Politics vary noticeably by neighborhood within Paige. The east side is the most split-leaning (R+21) and the southwest side is the least split-leaning (R+3), a spread of about 18 points.

Why Paige leans the way it does

This analysis examined 14,881 data points per city to find what predicts political lean and turnout. The items below are a few correlations that stood out for Paige, not a ranked or complete list of what matters most.

Areas with many family households vote Republican. About 77% of households in Paige are family households, about 10 points above the U.S. average of 67%. Paige runs against the grain of Virginia, a Republican-leaning pocket in a Democratic-leaning state.

Walkability and Republican lean

Places with a low walkability score tend to lean Republican; Paige, VA sits below the national average on this measure. A walkable street grid does not change how people vote; it mostly reflects how urban a place is.

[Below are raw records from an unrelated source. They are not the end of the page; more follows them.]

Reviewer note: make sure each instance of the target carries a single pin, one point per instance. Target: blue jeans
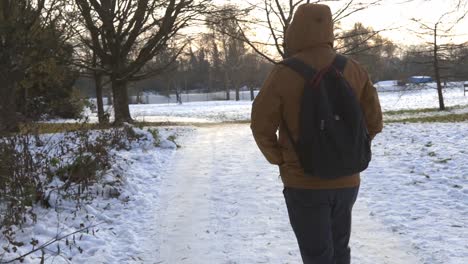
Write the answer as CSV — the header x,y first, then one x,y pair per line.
x,y
321,220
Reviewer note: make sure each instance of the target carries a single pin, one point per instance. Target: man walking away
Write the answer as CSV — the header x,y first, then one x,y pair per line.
x,y
319,205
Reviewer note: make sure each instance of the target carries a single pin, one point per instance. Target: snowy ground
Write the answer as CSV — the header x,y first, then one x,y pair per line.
x,y
218,201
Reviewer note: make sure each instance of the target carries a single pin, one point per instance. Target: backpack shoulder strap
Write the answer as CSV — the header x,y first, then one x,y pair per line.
x,y
340,63
307,72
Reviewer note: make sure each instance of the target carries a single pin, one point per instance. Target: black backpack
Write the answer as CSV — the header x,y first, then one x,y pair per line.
x,y
333,138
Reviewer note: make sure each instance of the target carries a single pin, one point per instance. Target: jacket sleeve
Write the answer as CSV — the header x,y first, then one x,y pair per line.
x,y
371,107
266,118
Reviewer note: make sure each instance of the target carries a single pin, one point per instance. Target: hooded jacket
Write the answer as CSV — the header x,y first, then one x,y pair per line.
x,y
309,38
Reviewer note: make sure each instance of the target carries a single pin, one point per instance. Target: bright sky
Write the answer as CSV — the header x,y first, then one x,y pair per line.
x,y
394,14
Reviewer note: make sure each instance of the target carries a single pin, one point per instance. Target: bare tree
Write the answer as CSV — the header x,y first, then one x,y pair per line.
x,y
126,34
279,16
439,31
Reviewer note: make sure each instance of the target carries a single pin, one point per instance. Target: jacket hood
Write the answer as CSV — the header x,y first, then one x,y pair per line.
x,y
312,26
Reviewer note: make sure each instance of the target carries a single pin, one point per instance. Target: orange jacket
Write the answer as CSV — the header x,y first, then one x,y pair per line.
x,y
309,38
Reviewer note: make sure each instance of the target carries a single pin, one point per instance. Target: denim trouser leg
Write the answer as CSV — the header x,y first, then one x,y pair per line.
x,y
321,220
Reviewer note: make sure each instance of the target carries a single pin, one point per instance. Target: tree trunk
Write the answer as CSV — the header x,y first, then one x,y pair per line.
x,y
437,72
8,118
121,108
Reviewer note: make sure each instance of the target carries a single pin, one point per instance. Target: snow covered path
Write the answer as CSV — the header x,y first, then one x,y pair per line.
x,y
221,202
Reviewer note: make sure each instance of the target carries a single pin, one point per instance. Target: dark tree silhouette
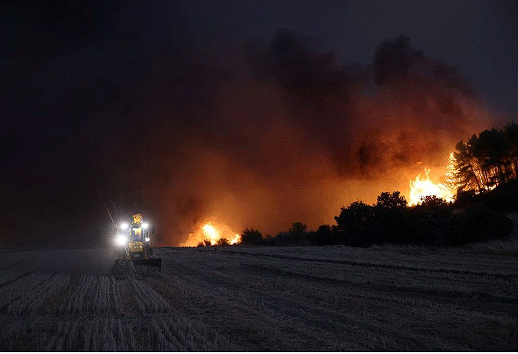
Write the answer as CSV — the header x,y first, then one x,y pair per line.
x,y
391,201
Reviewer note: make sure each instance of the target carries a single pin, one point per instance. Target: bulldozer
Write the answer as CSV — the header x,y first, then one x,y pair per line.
x,y
133,239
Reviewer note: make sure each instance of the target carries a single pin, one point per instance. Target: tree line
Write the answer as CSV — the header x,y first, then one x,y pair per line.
x,y
434,222
486,160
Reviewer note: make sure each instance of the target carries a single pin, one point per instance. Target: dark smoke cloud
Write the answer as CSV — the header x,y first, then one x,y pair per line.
x,y
284,133
297,135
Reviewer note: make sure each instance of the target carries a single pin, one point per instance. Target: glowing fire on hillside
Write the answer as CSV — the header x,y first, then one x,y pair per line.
x,y
208,231
423,187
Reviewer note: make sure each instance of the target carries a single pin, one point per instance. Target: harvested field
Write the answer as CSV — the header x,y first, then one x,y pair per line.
x,y
262,299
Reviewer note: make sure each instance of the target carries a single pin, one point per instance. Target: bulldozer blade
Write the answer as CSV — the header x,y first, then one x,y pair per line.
x,y
149,262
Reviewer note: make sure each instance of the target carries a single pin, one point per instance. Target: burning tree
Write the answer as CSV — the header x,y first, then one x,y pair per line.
x,y
486,160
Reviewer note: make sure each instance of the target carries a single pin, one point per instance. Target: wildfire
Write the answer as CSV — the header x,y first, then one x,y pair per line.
x,y
211,233
422,187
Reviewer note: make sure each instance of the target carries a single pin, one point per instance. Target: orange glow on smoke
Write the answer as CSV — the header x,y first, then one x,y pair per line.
x,y
423,187
211,233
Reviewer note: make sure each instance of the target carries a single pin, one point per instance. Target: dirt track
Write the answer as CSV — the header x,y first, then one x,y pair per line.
x,y
239,298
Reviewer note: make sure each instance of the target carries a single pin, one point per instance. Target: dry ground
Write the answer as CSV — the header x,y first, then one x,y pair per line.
x,y
263,299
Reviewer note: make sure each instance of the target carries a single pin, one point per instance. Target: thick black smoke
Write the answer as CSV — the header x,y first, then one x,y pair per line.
x,y
141,110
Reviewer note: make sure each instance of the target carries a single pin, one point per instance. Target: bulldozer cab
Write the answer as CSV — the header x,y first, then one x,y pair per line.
x,y
137,218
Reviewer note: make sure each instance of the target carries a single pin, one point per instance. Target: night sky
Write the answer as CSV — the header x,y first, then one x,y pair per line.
x,y
258,113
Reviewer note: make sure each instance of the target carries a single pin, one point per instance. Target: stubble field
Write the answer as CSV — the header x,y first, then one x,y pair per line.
x,y
262,299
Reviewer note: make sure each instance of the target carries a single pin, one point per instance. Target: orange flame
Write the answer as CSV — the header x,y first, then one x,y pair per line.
x,y
212,233
423,187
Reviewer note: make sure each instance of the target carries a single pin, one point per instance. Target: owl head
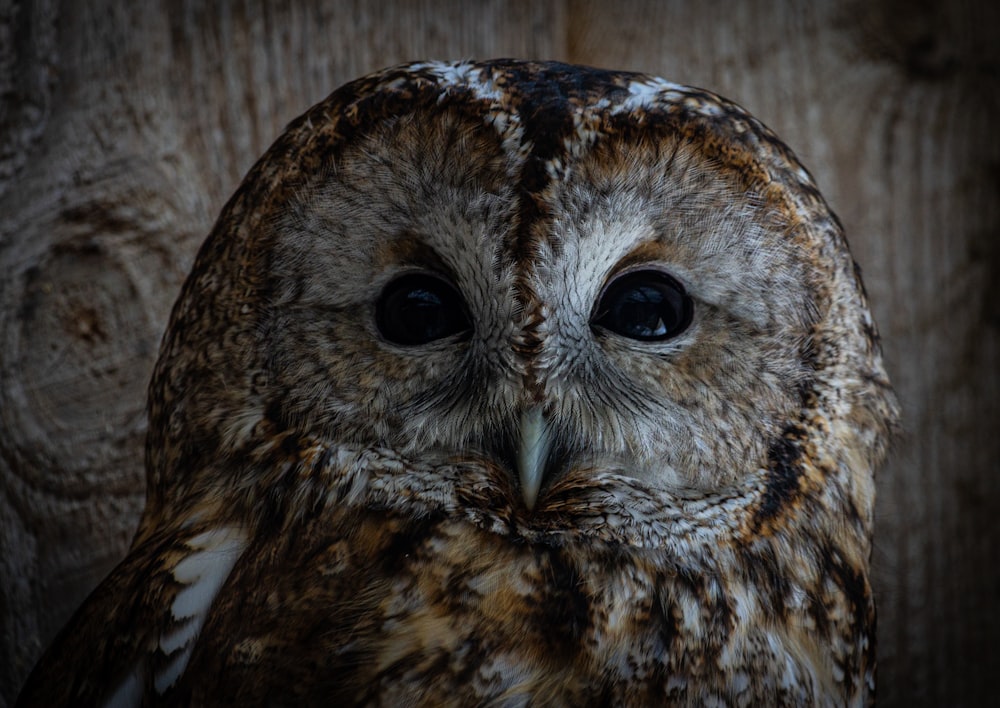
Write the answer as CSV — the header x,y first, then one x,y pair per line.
x,y
556,272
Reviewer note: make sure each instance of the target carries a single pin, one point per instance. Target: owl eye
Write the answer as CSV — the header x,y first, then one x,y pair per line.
x,y
418,308
647,305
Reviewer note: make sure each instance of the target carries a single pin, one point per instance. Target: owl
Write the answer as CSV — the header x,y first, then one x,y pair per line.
x,y
505,383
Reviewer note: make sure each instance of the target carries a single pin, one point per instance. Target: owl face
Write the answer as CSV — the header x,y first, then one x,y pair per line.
x,y
506,382
644,312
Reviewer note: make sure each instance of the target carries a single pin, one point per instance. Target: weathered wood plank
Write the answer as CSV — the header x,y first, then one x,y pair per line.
x,y
126,126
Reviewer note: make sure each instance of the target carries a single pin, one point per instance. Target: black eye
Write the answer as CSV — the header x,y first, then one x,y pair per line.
x,y
418,308
647,305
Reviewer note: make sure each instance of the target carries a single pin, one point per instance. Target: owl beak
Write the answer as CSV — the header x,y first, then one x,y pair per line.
x,y
532,453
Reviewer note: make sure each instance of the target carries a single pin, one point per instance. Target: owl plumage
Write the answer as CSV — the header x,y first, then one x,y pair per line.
x,y
505,383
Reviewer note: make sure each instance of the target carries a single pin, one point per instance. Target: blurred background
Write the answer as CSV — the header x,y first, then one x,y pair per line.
x,y
125,126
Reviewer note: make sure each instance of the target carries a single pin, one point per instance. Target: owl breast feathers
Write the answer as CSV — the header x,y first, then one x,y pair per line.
x,y
505,383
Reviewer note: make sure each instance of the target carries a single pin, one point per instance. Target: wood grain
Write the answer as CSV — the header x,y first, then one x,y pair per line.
x,y
125,126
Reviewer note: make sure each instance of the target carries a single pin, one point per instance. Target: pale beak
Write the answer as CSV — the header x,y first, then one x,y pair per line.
x,y
532,453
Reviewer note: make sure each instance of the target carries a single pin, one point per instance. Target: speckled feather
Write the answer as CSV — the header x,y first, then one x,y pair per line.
x,y
332,519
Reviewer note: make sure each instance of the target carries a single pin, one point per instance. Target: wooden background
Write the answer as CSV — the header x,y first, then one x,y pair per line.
x,y
124,126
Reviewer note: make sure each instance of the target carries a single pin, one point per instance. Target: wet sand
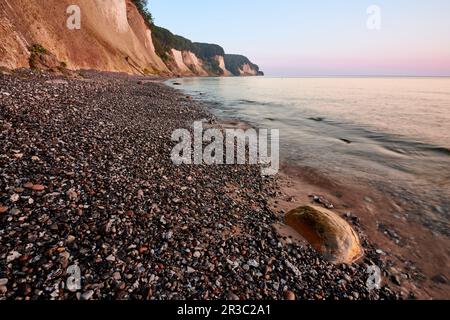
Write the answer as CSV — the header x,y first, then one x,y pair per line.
x,y
418,259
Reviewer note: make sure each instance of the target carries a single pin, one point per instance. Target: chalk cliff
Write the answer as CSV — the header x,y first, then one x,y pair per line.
x,y
112,36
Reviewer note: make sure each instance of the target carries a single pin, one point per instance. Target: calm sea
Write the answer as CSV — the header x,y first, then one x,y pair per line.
x,y
393,133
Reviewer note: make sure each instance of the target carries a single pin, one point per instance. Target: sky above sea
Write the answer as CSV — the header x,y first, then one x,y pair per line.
x,y
323,37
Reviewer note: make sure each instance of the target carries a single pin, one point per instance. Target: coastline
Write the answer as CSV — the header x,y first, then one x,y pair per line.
x,y
87,180
414,252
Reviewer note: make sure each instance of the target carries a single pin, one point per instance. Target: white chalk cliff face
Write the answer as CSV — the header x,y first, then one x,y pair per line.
x,y
247,70
221,61
113,35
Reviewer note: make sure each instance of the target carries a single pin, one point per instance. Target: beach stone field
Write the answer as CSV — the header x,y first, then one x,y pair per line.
x,y
86,181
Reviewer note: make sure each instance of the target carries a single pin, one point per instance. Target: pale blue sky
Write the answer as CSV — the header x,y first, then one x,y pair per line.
x,y
319,37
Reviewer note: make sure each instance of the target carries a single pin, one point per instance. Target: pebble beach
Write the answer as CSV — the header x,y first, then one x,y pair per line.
x,y
86,180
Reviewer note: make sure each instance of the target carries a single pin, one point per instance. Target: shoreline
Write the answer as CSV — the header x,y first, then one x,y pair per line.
x,y
416,254
87,181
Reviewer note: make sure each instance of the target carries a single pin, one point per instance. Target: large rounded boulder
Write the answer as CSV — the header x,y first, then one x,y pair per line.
x,y
327,233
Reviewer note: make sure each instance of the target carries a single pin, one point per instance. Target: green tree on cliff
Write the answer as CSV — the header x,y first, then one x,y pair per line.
x,y
142,7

Why turnout in Paige looks the way it does

Turnout in Paige sits close to the national pattern. Routine healthcare access, homeownership, education, and food security all land near their national averages here. Learn more about the findings and methodology on the political spectrum map.

Sources and methodology

Precinct-level voting records used to fit the model come from Virginia Department of Elections, distributed by the Voting and Election Science Team. Demographic inputs come from the U.S. Census Bureau (ACS 5-year estimates and the 2020 Decennial Census). Health and environmental inputs come from the CDC (PLACES and the Environmental Justice Index). Land cover comes from the USGS and EPA. Election-day and lead-up weather come from PRISM 4km daily grids and the NOAA Global Historical Climatology Network. Mail-voting and election-administration patterns come from the MIT Election Lab's Survey of the Performance of American Elections. Block-group crime detail comes from CrimeGrade. Internet data and modeling support provided by ISPreports.org.

Modeling and analysis by the BestNeighborhood data science team. Full methodology and findings: political spectrum map.

Methodology reviewed by the BestNeighborhood data team. Last updated May 2026.